Design like you’re right…

It’s impossible not to think a lot about data these days. We’re generating it all the time, constantly. On our phones, on our televisions, on our laptops, in public spaces. And increasingly the best startups and Internet giants are using data to make better and better product decisions and designs.

Today at Greylock we announced that DJ Patil is joining us as Data Scientist in Residence, as far as I know the first time any VC has had a position quite like that. It’s a huge addition for us, and the expression of a bunch of deeply held beliefs about the state of the art in designing great products.

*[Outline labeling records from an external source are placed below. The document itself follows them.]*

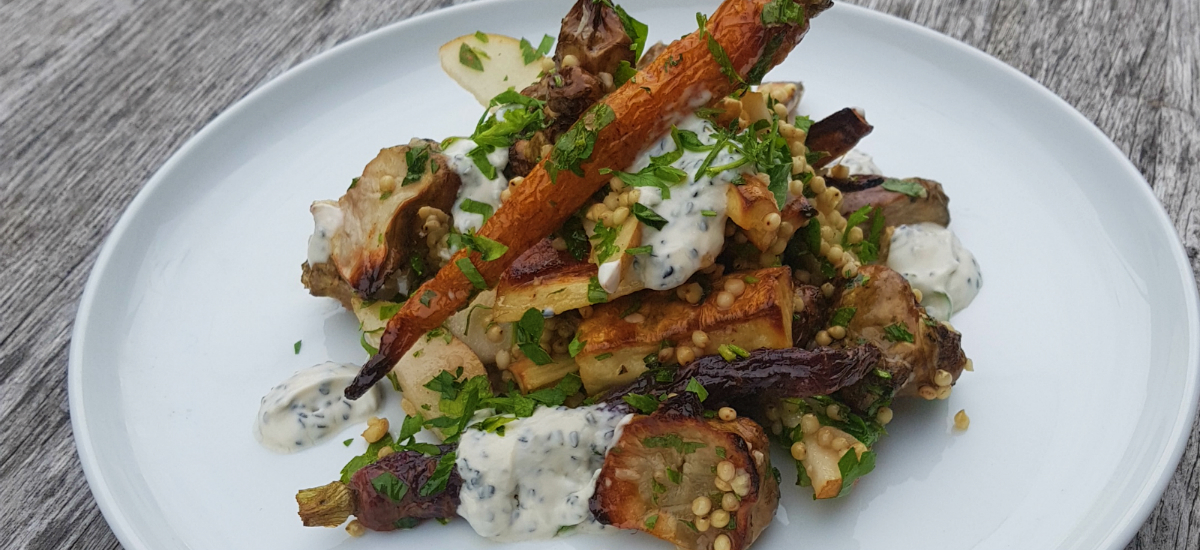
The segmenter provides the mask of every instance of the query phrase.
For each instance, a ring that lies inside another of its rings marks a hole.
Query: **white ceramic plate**
[[[439,44],[557,34],[570,4],[472,4],[340,46],[217,118],[138,195],[88,282],[70,367],[84,470],[126,548],[490,546],[461,521],[362,539],[304,528],[296,489],[336,478],[361,443],[281,456],[250,429],[293,371],[365,359],[352,316],[299,282],[308,203],[382,147],[469,132],[480,108],[442,73]],[[692,2],[624,4],[654,38],[695,25]],[[1121,548],[1182,452],[1200,357],[1192,271],[1146,183],[1033,80],[866,10],[822,14],[772,77],[802,79],[816,116],[865,108],[862,148],[886,172],[944,183],[986,283],[954,321],[977,371],[948,401],[900,405],[847,498],[810,501],[779,456],[785,498],[757,548]],[[617,545],[666,548],[632,533],[539,546]]]

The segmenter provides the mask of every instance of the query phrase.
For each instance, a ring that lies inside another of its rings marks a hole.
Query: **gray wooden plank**
[[[978,47],[1146,175],[1200,270],[1200,4],[857,0]],[[74,454],[66,346],[97,246],[182,142],[250,90],[448,0],[0,2],[0,546],[119,548]],[[1129,549],[1200,548],[1200,425]]]

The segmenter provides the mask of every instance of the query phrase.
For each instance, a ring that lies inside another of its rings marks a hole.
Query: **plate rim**
[[[89,430],[88,417],[83,406],[83,348],[88,337],[86,324],[89,317],[92,315],[92,306],[98,292],[101,275],[110,269],[109,264],[112,263],[112,256],[118,246],[118,243],[124,240],[128,227],[133,223],[133,220],[140,215],[145,204],[149,202],[150,196],[163,186],[163,180],[167,178],[166,174],[172,173],[182,159],[191,155],[193,149],[208,139],[209,134],[217,132],[222,126],[229,124],[232,119],[239,116],[241,112],[250,109],[251,106],[258,103],[260,97],[271,94],[277,88],[287,85],[288,82],[298,78],[298,74],[311,70],[313,65],[328,62],[329,59],[342,55],[347,50],[354,49],[366,42],[386,40],[385,35],[390,35],[392,32],[404,32],[406,29],[410,26],[416,26],[432,19],[460,17],[460,13],[479,10],[480,6],[516,4],[520,1],[521,0],[475,0],[468,4],[449,6],[432,12],[421,13],[403,20],[389,23],[362,35],[355,36],[296,64],[229,104],[221,112],[221,114],[206,122],[194,134],[188,137],[184,144],[180,145],[180,148],[155,171],[154,175],[151,175],[142,189],[138,190],[137,195],[121,213],[116,223],[104,238],[100,253],[90,269],[88,281],[84,285],[84,289],[79,299],[79,306],[73,319],[71,346],[67,357],[67,397],[76,452],[79,456],[84,477],[88,480],[89,490],[96,501],[101,514],[104,516],[106,524],[124,546],[130,549],[149,548],[139,534],[139,530],[134,527],[134,522],[131,521],[126,512],[119,506],[118,500],[114,496],[114,491],[109,488],[108,479],[104,477],[101,471],[101,466],[97,462],[95,450],[96,444],[91,438],[92,434]],[[715,2],[716,0],[712,1]],[[898,25],[906,31],[916,32],[926,40],[937,42],[941,48],[949,48],[965,53],[973,60],[983,62],[990,68],[997,70],[1012,78],[1014,83],[1021,83],[1024,86],[1036,92],[1037,96],[1049,100],[1051,104],[1056,106],[1060,110],[1066,112],[1081,130],[1090,134],[1091,138],[1097,139],[1100,147],[1105,148],[1110,155],[1118,159],[1117,163],[1123,169],[1123,175],[1132,177],[1135,181],[1141,184],[1138,185],[1136,192],[1142,201],[1148,201],[1152,211],[1151,216],[1157,223],[1158,229],[1165,231],[1166,234],[1174,237],[1172,239],[1169,239],[1171,241],[1169,243],[1169,250],[1171,252],[1171,258],[1175,262],[1176,271],[1181,276],[1180,281],[1183,283],[1184,288],[1183,306],[1187,312],[1187,321],[1189,324],[1188,328],[1193,329],[1188,330],[1189,340],[1186,371],[1187,379],[1183,391],[1184,400],[1182,407],[1180,407],[1175,417],[1175,426],[1172,426],[1170,438],[1168,440],[1169,444],[1162,449],[1162,453],[1158,455],[1158,460],[1154,461],[1151,476],[1144,479],[1141,488],[1138,491],[1138,498],[1140,501],[1136,502],[1135,506],[1129,507],[1127,513],[1117,519],[1117,525],[1112,526],[1114,528],[1110,528],[1109,533],[1103,538],[1104,548],[1114,550],[1123,548],[1129,540],[1133,539],[1136,532],[1145,524],[1146,519],[1150,516],[1151,512],[1153,512],[1162,500],[1162,495],[1174,477],[1174,472],[1178,466],[1183,450],[1189,441],[1192,431],[1190,428],[1196,418],[1196,408],[1200,406],[1200,403],[1198,403],[1198,396],[1200,396],[1200,334],[1194,330],[1200,328],[1200,291],[1196,288],[1195,273],[1187,259],[1187,253],[1184,252],[1183,243],[1178,232],[1176,231],[1170,217],[1166,215],[1163,203],[1157,196],[1154,196],[1153,190],[1146,181],[1145,177],[1140,171],[1138,171],[1129,157],[1121,151],[1116,143],[1114,143],[1108,134],[1096,126],[1094,122],[1080,113],[1079,109],[1051,91],[1040,82],[972,44],[959,41],[934,29],[889,13],[847,4],[845,1],[836,2],[836,7],[838,10],[854,12],[856,17],[864,17],[869,19],[874,18],[876,22],[887,25]]]

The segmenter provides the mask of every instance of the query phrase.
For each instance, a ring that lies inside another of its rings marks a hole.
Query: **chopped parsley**
[[[883,327],[883,337],[889,342],[913,343],[916,341],[912,333],[908,331],[908,328],[905,327],[904,323],[892,323]]]
[[[596,253],[596,265],[608,262],[620,249],[617,246],[617,237],[620,235],[619,227],[608,227],[604,223],[596,223],[593,229],[592,238],[592,250]]]
[[[858,307],[839,307],[838,311],[833,312],[833,318],[829,319],[830,327],[846,327],[850,321],[854,318],[854,313],[858,312]]]
[[[541,311],[535,307],[529,307],[526,310],[524,315],[521,316],[521,321],[516,323],[516,342],[521,352],[529,358],[529,360],[539,364],[547,365],[553,363],[546,349],[541,347],[541,333],[546,327],[546,318],[542,317]]]
[[[430,301],[438,297],[437,292],[425,291],[421,293],[421,298],[418,300],[421,305],[430,307]]]
[[[642,203],[634,203],[632,211],[634,216],[636,216],[642,223],[646,223],[655,229],[661,231],[662,227],[667,225],[666,219],[660,216],[659,213],[654,211],[650,207]]]
[[[521,38],[521,59],[526,65],[529,65],[548,54],[551,46],[554,46],[554,37],[550,35],[541,37],[541,43],[538,44],[538,49],[534,49],[533,43],[528,40]]]
[[[763,26],[803,25],[804,8],[793,0],[770,0],[762,7]]]
[[[475,288],[479,288],[480,291],[487,289],[487,280],[484,279],[484,275],[480,274],[478,269],[475,269],[475,264],[470,263],[470,258],[458,258],[458,261],[455,262],[455,265],[458,267],[458,270],[467,276],[467,280],[470,281]]]
[[[404,153],[404,163],[408,165],[408,172],[404,174],[404,181],[400,184],[401,187],[415,184],[425,175],[426,167],[430,163],[430,147],[421,144],[409,148]]]
[[[925,198],[929,196],[929,191],[925,191],[925,186],[911,180],[888,178],[883,180],[883,184],[881,184],[880,187],[896,193],[904,193],[912,198]]]
[[[696,394],[696,397],[698,397],[701,402],[708,399],[708,390],[704,389],[704,385],[697,382],[696,378],[691,378],[688,381],[688,387],[684,388],[684,391],[690,391]]]
[[[701,36],[708,42],[708,53],[713,54],[713,59],[715,59],[716,64],[721,67],[721,74],[725,74],[725,77],[733,84],[744,85],[745,80],[743,80],[742,76],[738,74],[738,71],[733,68],[733,62],[730,61],[730,55],[725,53],[725,48],[716,42],[716,38],[713,37],[710,32],[708,32],[708,17],[697,12],[696,23],[700,25]]]
[[[592,159],[596,136],[616,119],[617,114],[613,113],[612,107],[598,103],[588,109],[570,130],[559,136],[550,153],[550,160],[545,165],[550,181],[557,183],[558,173],[563,171],[582,178],[583,161]]]
[[[692,454],[708,446],[701,442],[683,441],[683,437],[679,437],[678,434],[666,434],[642,440],[642,447],[647,449],[674,449],[679,454]]]
[[[649,396],[649,395],[625,394],[620,399],[624,400],[626,403],[629,403],[630,407],[636,408],[637,412],[640,412],[642,414],[650,414],[654,411],[659,409],[659,400],[654,399],[653,396]],[[676,436],[676,437],[679,437],[679,436]],[[642,440],[642,444],[646,446],[646,440]],[[646,446],[646,447],[650,447],[650,446]]]
[[[403,307],[404,304],[383,304],[379,306],[379,321],[388,321],[396,316],[396,312]]]
[[[614,174],[622,183],[631,187],[658,187],[662,192],[662,198],[667,199],[671,198],[671,186],[684,183],[688,179],[688,173],[670,166],[670,163],[655,162],[659,159],[662,157],[652,157],[649,166],[634,174],[611,168],[600,168],[600,173]],[[666,221],[664,220],[662,223],[665,225]]]

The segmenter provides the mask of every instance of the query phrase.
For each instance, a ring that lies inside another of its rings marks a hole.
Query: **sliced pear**
[[[521,91],[554,66],[541,55],[527,64],[518,38],[482,32],[446,42],[438,49],[438,59],[442,70],[485,107],[502,91],[509,88]]]

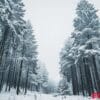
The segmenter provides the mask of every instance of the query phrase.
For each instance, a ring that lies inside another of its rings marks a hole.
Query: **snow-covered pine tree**
[[[36,41],[31,25],[23,18],[23,7],[22,0],[0,0],[0,91],[6,84],[6,91],[14,87],[17,94],[20,87],[29,88],[29,73],[36,74],[37,61]]]
[[[100,23],[97,10],[86,0],[79,2],[76,14],[72,46],[61,54],[61,73],[68,78],[64,73],[69,67],[73,94],[91,95],[100,91]]]
[[[77,47],[77,61],[81,73],[83,94],[100,91],[100,77],[96,60],[99,61],[100,23],[97,10],[86,0],[81,0],[74,20],[74,46]],[[81,65],[83,63],[83,65]]]

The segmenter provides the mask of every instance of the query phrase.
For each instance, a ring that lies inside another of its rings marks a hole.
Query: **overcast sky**
[[[75,9],[80,0],[24,0],[26,15],[38,41],[39,59],[46,64],[49,77],[59,75],[59,52],[73,31]],[[89,0],[100,9],[100,0]]]

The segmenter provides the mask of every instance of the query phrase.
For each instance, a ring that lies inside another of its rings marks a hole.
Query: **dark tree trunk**
[[[19,70],[19,76],[18,76],[18,83],[17,83],[17,95],[19,94],[20,90],[20,80],[21,80],[21,74],[22,74],[22,67],[23,67],[23,60],[21,60],[21,64],[20,64],[20,70]]]

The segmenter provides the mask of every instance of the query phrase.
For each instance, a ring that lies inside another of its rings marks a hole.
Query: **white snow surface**
[[[28,92],[26,95],[16,95],[15,91],[10,93],[0,93],[0,100],[91,100],[83,96],[53,96],[52,94],[40,94],[35,92]]]

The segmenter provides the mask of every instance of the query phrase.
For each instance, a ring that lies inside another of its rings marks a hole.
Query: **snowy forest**
[[[49,79],[45,63],[38,58],[39,44],[31,21],[24,18],[23,1],[0,0],[0,100],[21,100],[4,97],[12,89],[16,96],[35,93],[25,100],[42,100],[39,94],[43,100],[69,100],[66,96],[72,97],[70,100],[90,100],[87,97],[100,92],[98,10],[87,0],[78,2],[74,30],[60,50],[61,79],[57,84]],[[75,99],[75,95],[82,97]]]

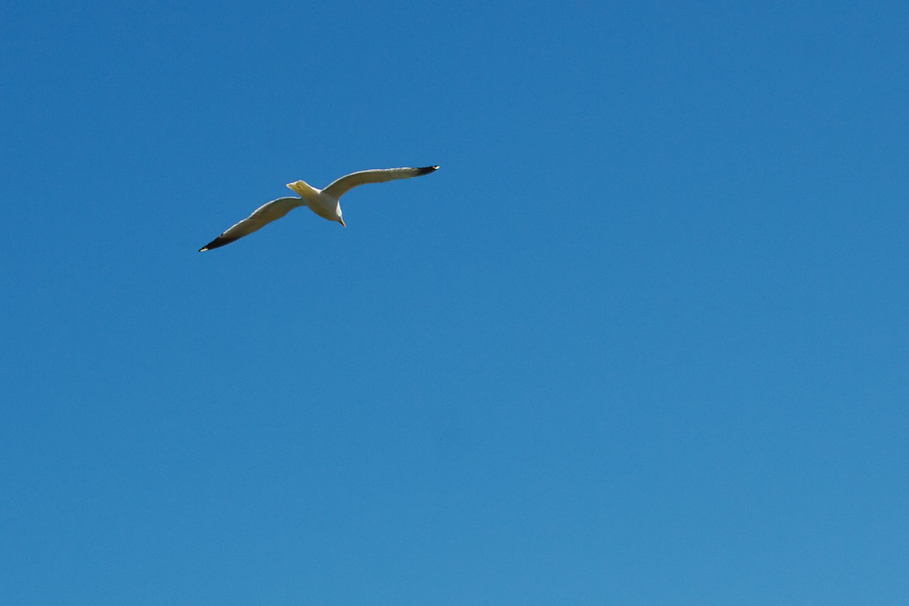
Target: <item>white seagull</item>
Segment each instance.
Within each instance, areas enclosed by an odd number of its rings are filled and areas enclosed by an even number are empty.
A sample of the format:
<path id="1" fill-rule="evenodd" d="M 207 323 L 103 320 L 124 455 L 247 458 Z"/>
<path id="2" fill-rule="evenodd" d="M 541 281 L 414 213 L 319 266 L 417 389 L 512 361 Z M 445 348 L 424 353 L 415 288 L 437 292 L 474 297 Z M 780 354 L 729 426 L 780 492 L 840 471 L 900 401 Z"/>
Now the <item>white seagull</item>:
<path id="1" fill-rule="evenodd" d="M 344 218 L 341 217 L 341 205 L 338 200 L 349 190 L 365 183 L 383 183 L 395 179 L 408 179 L 411 177 L 428 175 L 436 168 L 438 167 L 361 170 L 357 173 L 345 175 L 325 189 L 316 189 L 305 181 L 288 183 L 287 187 L 299 194 L 300 197 L 279 197 L 276 200 L 272 200 L 267 204 L 262 205 L 254 210 L 252 215 L 229 227 L 227 231 L 199 248 L 199 252 L 217 248 L 218 247 L 223 247 L 225 244 L 238 240 L 244 236 L 252 234 L 265 225 L 281 218 L 297 207 L 309 207 L 309 209 L 319 217 L 326 218 L 329 221 L 337 221 L 346 227 L 347 226 L 345 225 Z"/>

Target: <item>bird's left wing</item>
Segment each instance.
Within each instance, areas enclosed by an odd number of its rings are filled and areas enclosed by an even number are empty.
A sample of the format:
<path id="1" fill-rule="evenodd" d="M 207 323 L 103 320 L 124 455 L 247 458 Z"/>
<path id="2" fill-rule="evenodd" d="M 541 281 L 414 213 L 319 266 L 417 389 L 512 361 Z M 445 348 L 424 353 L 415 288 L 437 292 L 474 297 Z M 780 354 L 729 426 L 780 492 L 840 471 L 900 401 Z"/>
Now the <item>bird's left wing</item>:
<path id="1" fill-rule="evenodd" d="M 422 168 L 378 168 L 375 170 L 361 170 L 358 173 L 345 175 L 334 181 L 323 191 L 335 200 L 345 193 L 366 183 L 385 183 L 395 179 L 409 179 L 411 177 L 428 175 L 438 167 L 423 167 Z"/>
<path id="2" fill-rule="evenodd" d="M 244 236 L 252 234 L 254 231 L 261 228 L 268 223 L 281 218 L 294 208 L 305 204 L 305 202 L 303 198 L 293 197 L 279 197 L 276 200 L 272 200 L 267 204 L 264 204 L 254 210 L 252 215 L 243 219 L 236 225 L 230 227 L 225 233 L 221 234 L 214 240 L 199 248 L 199 252 L 217 248 L 218 247 L 223 247 L 225 244 L 230 244 L 235 240 L 238 240 Z"/>

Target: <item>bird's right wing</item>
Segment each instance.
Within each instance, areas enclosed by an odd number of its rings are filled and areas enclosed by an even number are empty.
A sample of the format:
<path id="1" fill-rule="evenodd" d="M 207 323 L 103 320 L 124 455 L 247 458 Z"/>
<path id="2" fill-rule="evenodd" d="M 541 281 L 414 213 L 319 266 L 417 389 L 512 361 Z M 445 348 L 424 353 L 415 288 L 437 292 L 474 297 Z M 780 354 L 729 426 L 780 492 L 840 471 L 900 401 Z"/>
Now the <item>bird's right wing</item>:
<path id="1" fill-rule="evenodd" d="M 236 225 L 232 226 L 225 233 L 221 234 L 214 240 L 199 248 L 199 252 L 217 248 L 218 247 L 223 247 L 225 244 L 230 244 L 235 240 L 238 240 L 244 236 L 252 234 L 254 231 L 259 229 L 266 224 L 281 218 L 290 211 L 294 210 L 294 208 L 305 204 L 306 203 L 303 200 L 303 198 L 293 197 L 279 197 L 276 200 L 272 200 L 267 204 L 264 204 L 254 210 L 252 215 L 243 219 Z"/>
<path id="2" fill-rule="evenodd" d="M 354 187 L 366 183 L 385 183 L 385 181 L 393 181 L 395 179 L 409 179 L 411 177 L 428 175 L 436 168 L 438 167 L 361 170 L 358 173 L 351 173 L 350 175 L 345 175 L 339 179 L 335 179 L 331 185 L 323 189 L 323 191 L 336 200 Z"/>

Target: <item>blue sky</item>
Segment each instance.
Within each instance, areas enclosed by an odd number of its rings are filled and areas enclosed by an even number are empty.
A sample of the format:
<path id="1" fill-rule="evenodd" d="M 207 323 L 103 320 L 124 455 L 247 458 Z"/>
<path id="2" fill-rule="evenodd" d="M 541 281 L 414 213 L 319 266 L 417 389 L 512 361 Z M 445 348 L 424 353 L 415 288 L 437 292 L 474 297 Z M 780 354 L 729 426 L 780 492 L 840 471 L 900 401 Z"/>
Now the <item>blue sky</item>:
<path id="1" fill-rule="evenodd" d="M 901 603 L 907 31 L 4 3 L 0 602 Z"/>

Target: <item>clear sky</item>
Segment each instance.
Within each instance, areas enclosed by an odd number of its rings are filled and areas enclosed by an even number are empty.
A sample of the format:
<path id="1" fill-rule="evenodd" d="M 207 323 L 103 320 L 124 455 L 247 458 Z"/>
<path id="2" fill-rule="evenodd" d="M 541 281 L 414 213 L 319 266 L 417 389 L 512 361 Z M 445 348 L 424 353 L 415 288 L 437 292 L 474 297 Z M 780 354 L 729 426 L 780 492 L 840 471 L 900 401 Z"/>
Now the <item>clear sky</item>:
<path id="1" fill-rule="evenodd" d="M 907 32 L 4 2 L 0 603 L 904 603 Z"/>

But as I talk about using data for design, I find that there’s a lot of misunderstanding about it — some people have the sense that it somehow makes designers less powerful, that you’re basing decisions based purely on mechanical measures rather than designer intuition and genius.

In my view, however, data is what makes designers not only strong, but primary. It’s what turns designers from artists into the most important decision makers in a company, because it’s understanding the data that lets you understand what your users are doing, how they’re using (or not using) your products, and what you can be doing better.

It made me think back a bit to my own training as a UX designer (we called it HCI then) at Stanford in the mid-nineties, when the field was just starting to develop. We would spent a lot of time on ethnography, need finding, doing paper prototypes and then doing basic mockups and user testing. And we’d get 80% of the way there then go and build it.

Nowadays, the state of the art is to still do need finding and some mockups early, but to get to a working prototype as quickly as you can, that’s instrumented so that you can tell what’s happening and figure out whether you’re on the right track or not.

I think that’s generally the right approach, but it’s worth noting: instrumented prototypes can really only get you to local maxima — they can help you find ways to tweak and optimize the basic design you’ve got, but they can never help you find a radically different and better solution.

So when I talk about using data — and I talk about it a LOT — what I’m talking about is a mixture of the artisan/designer-led designs along with using data to figure out what’s best.

Thinking about it the other day, I was reminded of one of my favorite sayings that I learned from Bob Sutton: “Fight like you’re right, listen like you’re wrong.” Bob’s an organizational theorist, and what he means is really a paraphrase of something that I think Andy Grove said, which is that he wanted all his people to have strong beliefs, loosely held. In other words, he always wanted people to come in with a point of view — a design, as it were — but to be willing to moved off of that point of view in the face of data.

So the modern, design oriented framing is this:

“Design like you’re right. Read the data like you’re wrong.”

In other words, you should always design the product you think/believe/know is what people want — there’s a genius in that activity that no instrumentation, no data report, no analysis will ever replace.  But at the same time you should be relentless in looking at the data on how people actually use what you’ve built, and you should be looking for things that show which assumptions you’ve made are wrong, because those are the clues to what can be made better. We all like to see all the up-and-to-the-right happy MBA charts, and those are important. But they don’t help you get any better than you already are.

I wish we taught more of this blend, because all of the products we use would get better.

So: design like you’re right; listen like you’re wrong.

One comment

  1. I can’t help but think that the user experience guys need to understand the second part; ‘listen like you are wrong’.

    Sometimes, trying to give them constructive criticism seems about as productive as bashing your head against a brick wall.